遊園地の時も、プールの時も、パーティーの時も、そして今も。

蒼羽は、もう美月が自分に対する気持ちを感じたはず。

おそらく、美月の方も。

でも、誰もそれを言わなかった。

ただこうして、二人で肩を並べるだけ。

(でも、それでいいんだ。これこそが、僕たちらしいじゃないですか。)

正式な恋愛関係を確立していない、そもそもこれは恋愛感情である確信も持っていない。

それでも、こうして二人だけで、安らかな一時を過ごせるのは、蒼羽にとっては嬉しいこと。

(先輩は…)

蒼羽の視線は隣の美月に向かう。

「すぅ…すぅ…」

美月は頭を蒼羽の方に預けて、静かに寝息を立てる。

「…まったく、無防備すぎるじゃないですか、先輩は。
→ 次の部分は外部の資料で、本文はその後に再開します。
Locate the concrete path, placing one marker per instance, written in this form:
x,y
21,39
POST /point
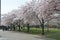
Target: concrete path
x,y
9,35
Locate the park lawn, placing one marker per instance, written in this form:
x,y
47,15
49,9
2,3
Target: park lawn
x,y
53,33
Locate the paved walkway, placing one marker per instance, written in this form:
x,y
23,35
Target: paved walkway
x,y
7,35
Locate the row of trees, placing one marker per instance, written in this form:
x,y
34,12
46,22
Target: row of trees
x,y
37,12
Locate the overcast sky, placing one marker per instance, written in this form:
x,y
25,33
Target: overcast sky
x,y
9,5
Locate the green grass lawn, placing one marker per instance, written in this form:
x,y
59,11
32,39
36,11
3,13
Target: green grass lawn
x,y
53,33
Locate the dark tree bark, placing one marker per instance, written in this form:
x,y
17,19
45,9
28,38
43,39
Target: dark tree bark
x,y
42,25
19,28
28,28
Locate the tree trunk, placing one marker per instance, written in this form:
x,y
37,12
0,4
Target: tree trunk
x,y
19,28
42,29
28,28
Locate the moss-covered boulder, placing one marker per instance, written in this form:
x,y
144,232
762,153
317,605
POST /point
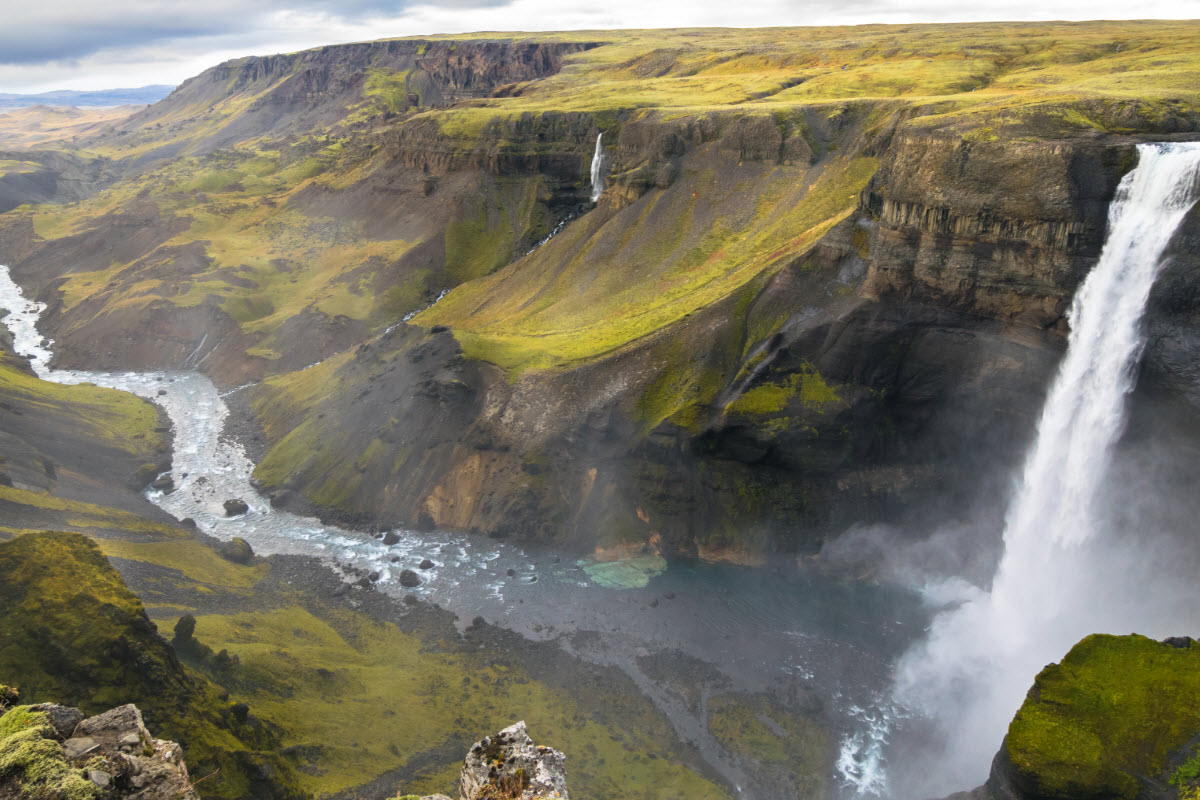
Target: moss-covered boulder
x,y
72,632
1114,720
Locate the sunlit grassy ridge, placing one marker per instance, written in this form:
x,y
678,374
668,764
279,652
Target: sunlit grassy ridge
x,y
370,698
1009,62
594,289
243,220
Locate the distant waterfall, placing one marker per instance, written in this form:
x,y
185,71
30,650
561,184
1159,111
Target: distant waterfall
x,y
1065,573
598,169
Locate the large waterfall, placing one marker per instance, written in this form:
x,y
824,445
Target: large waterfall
x,y
598,169
1063,573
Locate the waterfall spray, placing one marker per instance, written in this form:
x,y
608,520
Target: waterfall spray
x,y
1060,577
598,169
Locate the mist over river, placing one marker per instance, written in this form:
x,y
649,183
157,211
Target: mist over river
x,y
715,626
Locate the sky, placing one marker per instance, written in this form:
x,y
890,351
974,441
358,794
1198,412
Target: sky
x,y
47,44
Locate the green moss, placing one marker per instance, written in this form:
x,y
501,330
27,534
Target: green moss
x,y
371,698
76,635
808,386
33,764
610,281
106,416
478,245
759,732
1109,713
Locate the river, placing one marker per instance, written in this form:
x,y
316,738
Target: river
x,y
761,630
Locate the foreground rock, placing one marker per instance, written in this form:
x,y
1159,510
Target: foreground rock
x,y
508,764
1116,720
52,751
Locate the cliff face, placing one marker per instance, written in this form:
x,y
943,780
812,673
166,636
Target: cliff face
x,y
810,295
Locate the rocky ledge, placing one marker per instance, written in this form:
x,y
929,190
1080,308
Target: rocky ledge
x,y
509,767
53,752
1116,720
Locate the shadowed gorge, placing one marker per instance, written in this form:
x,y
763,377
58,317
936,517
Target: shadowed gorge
x,y
666,389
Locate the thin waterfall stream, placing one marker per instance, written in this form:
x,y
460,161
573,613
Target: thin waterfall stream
x,y
598,169
762,631
853,644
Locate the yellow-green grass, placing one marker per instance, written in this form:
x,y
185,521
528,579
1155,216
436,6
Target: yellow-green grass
x,y
767,398
76,635
647,266
370,697
58,512
1115,709
108,416
755,729
1014,62
195,561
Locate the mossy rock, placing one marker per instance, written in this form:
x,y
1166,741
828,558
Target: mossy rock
x,y
1114,716
33,764
75,633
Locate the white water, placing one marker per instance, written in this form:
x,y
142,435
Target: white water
x,y
762,631
598,169
1065,572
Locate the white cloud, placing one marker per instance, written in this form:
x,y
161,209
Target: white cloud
x,y
60,44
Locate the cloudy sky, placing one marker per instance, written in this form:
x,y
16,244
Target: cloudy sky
x,y
118,43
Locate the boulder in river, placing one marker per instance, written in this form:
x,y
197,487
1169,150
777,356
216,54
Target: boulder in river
x,y
235,506
238,551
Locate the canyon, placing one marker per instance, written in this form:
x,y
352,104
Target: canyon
x,y
753,302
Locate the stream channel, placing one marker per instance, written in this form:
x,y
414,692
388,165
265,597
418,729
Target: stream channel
x,y
760,630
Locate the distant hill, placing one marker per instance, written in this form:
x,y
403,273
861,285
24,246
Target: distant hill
x,y
141,96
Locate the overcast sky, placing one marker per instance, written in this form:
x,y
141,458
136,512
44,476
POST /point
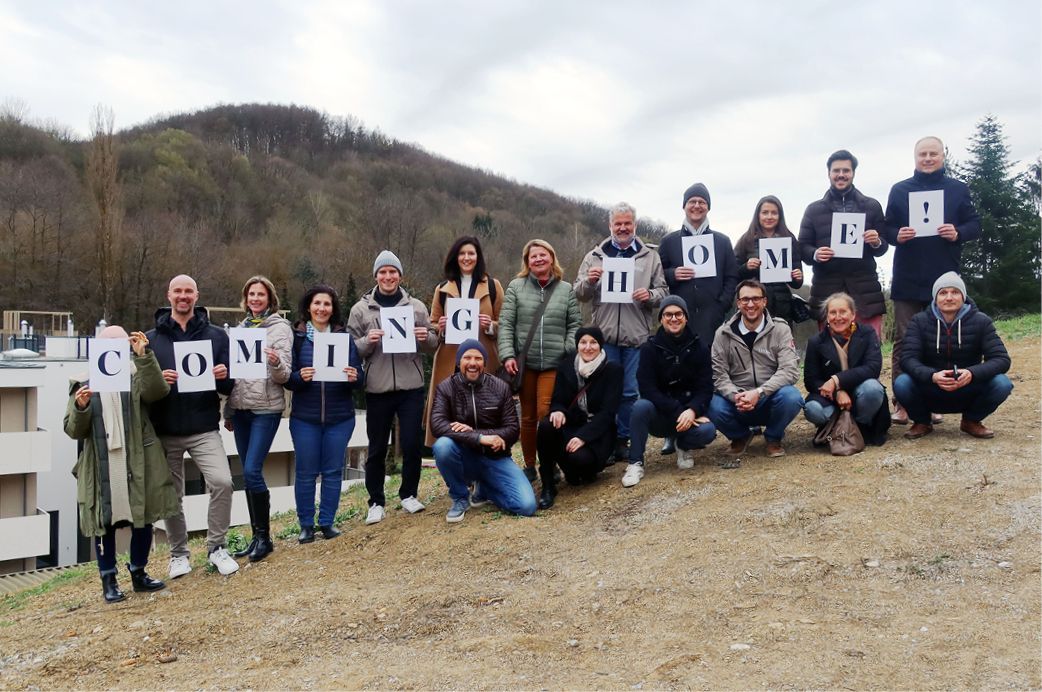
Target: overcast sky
x,y
602,100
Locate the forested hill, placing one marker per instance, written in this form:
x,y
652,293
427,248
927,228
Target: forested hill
x,y
99,226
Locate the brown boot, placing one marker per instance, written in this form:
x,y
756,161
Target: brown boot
x,y
976,428
899,417
919,430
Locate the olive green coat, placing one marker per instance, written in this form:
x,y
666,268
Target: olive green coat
x,y
151,490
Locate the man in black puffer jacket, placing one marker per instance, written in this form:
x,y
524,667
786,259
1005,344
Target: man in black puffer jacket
x,y
854,276
953,362
476,423
188,422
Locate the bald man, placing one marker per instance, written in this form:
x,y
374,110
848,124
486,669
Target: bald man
x,y
188,422
921,260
それに、こんなところで寝たら、風邪が引きますから。」

苦笑いをしてならが、蒼羽は自分のコートを美月に羽織る。

(ずっと保留のままだったが…先輩は、もうすぐ卒業するから、そろそろ、ちゃんと自分の気持ちに向かわないと。)

先輩のためにも、そして自分自身のためにも。


――これは、あるクリスマスの夜で、一人の少年が新たな決意をした話。